I’m glad to see that you place high priority on talking to good researchers, but I think that the main benefit that will derive from doing so (aside from increasing awareness of AI risk) will be to shift SingInst’ staff member’s beliefs in the direction of the Friendly AI problem being intractable.
Believing problem intractable isn’t a step towards solving the problem. It might be correct to downgrade your confidence in a problem being solvable, but isn’t in itself a useful thing if the goal remains motivated. It mostly serves as an indication of epistemic rationality, if indeed the problem is less tractable than believed, or perhaps it could be a useful strategic consideration. Noticing that the current approach is worse than an alternative (i.e. open problems are harder to communicate than expected, but what’s the better alternative that makes it possible to use this piece of better understanding?), or noticing a particular error in present beliefs, is much more useful.
Believing problem intractable isn’t a step towards solving the problem. It might be correct to downgrade your confidence in a problem being solvable, but isn’t in itself a useful thing if the goal remains motivated.
I agree, but it may be appropriate to be more modest in aim (e.g. by pushing for neuromorphic AI with some built-in safety precautions even if achieving this outcome is much less valuable than creating a Friendly AI would be).
e.g. by pushing for neuromorphic AI with some built-in safety precautions even if achieving this outcome is much less valuable than creating a Friendly AI would be
I believe it won’t be “less valuable”, but instead would directly cause existential catastrophe, if successful. Feasibility of solving FAI doesn’t enter into this judgment.
I believe it won’t be “less valuable”, but instead would directly cause existential catastrophe, if successful.
I meant in expected value.
As Anna mentioned in one of her Google AGI talks there’s the possibility of an AGI being willing to trade with humans to avoid a small probabity of being destroyed by humans (though I concede that it’s not at all clear how one would create an enforceable agreement). Also a neuromorphic AI could be not so far from a WBE. Do you think that whole brain emulation would directly cause existential catastrophe?
I believe it won’t be “less valuable”, but instead would directly cause existential catastrophe, if successful.
I meant in expected value.
Huh? I didn’t mean opportunity cost, but simply that successful neuromorphic AI destroys the world. Staging a global catastrophe does have lower expected value than protecting from global catastrophe (with whatever probabilities), but also lower expected value than watching TV.

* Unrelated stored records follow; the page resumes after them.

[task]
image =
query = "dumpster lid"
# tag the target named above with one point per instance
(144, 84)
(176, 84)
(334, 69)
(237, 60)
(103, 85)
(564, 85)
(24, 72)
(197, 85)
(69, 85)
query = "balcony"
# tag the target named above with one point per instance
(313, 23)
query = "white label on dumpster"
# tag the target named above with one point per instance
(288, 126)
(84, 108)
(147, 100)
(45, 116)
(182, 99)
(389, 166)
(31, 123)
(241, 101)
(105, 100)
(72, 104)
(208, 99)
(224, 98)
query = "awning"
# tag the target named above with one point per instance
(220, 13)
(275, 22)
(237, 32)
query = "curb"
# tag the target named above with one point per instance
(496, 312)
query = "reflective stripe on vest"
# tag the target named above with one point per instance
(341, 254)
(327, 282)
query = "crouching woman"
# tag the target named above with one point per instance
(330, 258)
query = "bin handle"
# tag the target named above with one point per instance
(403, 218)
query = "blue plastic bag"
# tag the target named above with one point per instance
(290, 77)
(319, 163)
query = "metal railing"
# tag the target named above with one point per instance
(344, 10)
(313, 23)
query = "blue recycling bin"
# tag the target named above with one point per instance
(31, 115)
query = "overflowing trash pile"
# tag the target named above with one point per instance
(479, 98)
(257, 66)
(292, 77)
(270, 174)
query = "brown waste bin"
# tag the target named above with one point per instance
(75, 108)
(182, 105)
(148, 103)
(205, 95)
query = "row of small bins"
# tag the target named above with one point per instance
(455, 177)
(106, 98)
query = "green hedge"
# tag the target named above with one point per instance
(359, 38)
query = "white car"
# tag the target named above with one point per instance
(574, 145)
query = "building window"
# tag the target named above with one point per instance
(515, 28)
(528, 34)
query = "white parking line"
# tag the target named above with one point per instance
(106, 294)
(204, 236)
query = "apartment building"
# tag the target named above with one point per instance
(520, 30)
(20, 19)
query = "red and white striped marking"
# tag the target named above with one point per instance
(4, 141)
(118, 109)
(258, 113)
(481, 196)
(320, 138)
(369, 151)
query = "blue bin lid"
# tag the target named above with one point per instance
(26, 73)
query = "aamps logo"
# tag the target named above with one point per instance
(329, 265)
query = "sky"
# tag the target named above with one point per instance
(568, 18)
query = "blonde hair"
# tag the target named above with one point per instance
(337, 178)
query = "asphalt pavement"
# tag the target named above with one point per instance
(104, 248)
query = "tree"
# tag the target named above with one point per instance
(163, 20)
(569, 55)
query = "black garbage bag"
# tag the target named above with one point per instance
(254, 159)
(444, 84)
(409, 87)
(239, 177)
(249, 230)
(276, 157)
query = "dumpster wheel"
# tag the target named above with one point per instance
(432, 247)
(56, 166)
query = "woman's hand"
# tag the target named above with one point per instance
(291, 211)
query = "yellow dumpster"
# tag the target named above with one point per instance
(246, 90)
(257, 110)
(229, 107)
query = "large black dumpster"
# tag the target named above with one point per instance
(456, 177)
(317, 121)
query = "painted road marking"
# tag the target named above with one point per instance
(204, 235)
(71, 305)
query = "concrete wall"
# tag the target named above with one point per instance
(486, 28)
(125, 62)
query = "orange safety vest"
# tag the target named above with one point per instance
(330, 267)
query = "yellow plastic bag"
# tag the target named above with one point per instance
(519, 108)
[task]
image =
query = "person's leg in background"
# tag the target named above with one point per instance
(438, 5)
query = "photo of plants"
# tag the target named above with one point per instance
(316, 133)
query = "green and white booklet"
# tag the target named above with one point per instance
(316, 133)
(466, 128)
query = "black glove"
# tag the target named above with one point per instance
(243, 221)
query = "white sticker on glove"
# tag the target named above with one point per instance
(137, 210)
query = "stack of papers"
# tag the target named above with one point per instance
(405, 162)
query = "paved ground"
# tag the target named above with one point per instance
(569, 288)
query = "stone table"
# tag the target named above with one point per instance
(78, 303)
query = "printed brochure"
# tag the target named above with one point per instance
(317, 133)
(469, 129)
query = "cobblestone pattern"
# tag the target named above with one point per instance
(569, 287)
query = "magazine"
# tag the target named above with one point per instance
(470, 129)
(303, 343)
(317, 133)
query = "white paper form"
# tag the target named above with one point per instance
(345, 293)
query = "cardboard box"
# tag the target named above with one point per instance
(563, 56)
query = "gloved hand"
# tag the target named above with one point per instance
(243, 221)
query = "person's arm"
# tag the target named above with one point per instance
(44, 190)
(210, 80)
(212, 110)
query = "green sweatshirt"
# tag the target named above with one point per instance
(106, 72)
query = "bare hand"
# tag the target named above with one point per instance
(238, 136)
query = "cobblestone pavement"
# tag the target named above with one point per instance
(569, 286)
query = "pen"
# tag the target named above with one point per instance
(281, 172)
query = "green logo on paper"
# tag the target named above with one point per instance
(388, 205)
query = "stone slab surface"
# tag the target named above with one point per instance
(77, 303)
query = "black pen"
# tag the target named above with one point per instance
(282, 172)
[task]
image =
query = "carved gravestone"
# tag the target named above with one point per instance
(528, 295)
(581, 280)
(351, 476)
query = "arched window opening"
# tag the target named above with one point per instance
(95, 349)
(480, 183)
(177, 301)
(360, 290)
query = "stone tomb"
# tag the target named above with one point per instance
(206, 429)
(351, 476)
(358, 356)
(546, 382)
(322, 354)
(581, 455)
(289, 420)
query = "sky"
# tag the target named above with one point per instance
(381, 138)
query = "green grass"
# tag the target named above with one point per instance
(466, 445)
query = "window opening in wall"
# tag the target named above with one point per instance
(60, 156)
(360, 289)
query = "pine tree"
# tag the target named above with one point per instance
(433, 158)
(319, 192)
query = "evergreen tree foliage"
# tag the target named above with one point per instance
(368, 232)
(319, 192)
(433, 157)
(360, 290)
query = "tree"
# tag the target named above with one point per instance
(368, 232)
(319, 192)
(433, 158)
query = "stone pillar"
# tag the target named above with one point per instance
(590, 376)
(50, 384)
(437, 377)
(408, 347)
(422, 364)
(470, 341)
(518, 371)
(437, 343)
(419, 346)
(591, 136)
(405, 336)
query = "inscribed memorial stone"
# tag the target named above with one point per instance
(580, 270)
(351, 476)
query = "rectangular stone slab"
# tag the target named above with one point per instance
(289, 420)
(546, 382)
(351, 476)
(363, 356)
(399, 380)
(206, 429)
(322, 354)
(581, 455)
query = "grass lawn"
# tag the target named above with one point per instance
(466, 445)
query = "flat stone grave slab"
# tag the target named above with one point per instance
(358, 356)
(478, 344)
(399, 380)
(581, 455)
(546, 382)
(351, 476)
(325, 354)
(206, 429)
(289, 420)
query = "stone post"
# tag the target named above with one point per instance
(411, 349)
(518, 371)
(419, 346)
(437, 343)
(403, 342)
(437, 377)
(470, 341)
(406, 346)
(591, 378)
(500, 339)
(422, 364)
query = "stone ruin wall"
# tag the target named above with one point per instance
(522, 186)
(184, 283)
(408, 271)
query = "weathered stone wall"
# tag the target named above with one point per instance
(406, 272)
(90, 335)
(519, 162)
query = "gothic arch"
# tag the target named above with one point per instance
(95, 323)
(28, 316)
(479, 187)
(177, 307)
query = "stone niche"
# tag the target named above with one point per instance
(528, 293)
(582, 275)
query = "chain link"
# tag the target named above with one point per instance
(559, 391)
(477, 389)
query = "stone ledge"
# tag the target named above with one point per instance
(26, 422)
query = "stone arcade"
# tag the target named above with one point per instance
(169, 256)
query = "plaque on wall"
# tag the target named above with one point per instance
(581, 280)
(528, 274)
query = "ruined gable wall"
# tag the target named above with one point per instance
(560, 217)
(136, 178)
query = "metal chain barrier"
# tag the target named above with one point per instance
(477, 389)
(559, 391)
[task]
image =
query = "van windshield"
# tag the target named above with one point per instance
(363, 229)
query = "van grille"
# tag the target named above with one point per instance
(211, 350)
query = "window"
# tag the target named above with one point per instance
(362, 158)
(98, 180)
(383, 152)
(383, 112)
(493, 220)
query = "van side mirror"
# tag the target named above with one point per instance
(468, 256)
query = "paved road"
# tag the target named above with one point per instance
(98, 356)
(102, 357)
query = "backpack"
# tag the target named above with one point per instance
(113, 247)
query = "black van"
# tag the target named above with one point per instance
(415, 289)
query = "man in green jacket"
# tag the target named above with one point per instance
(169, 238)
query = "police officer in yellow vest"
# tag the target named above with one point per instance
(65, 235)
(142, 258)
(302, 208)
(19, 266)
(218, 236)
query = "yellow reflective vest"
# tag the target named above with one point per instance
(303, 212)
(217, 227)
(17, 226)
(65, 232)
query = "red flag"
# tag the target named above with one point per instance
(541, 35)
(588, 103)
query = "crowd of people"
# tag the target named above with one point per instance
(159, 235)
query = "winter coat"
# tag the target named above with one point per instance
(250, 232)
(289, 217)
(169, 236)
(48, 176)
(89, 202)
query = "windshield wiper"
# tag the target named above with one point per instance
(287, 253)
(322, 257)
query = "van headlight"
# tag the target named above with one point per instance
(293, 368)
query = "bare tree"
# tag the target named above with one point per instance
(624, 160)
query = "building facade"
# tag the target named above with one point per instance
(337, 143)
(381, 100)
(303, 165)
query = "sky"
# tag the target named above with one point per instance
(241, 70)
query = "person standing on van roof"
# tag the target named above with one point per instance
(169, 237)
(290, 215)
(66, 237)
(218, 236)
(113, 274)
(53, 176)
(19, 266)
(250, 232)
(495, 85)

Do you think that whole brain emulation would directly cause existential catastrophe?
Indirectly, but with influence that compresses expected time-to-catastrophe after the tech starts working from decades-centuries to years (decades if WBE tech comes early and only slow or few uploads can be supported initially). It’s not all lost at that point, since WBEs could do some FAI research, and would be in a better position to actually implement a FAI and think longer about it, but ease of producing an UFAI would go way up (directly, by physically faster research of AGI, or by experimenting with variations on human brains or optimization processes built out of WBEs).
The main thing that distinguishes WBEs is that they are still initially human, still have same values. All other tech breaks values, and giving it power makes humane values lose the world.
Huh? I didn’t mean opportunity cost, but simply that successful neuromorphic AI destroys the world. Staging a global catastrophe does have lower expected value than protecting from global catastrophe (with whatever probabilities), but also lower expected value than watching TV.
I was saying that it could be that with more information we would find that
0 < EU(Friendly AI research) < EU(Pushing for relatively safe neuromorphic AI) < EU(Successful construction of a Friendly AI).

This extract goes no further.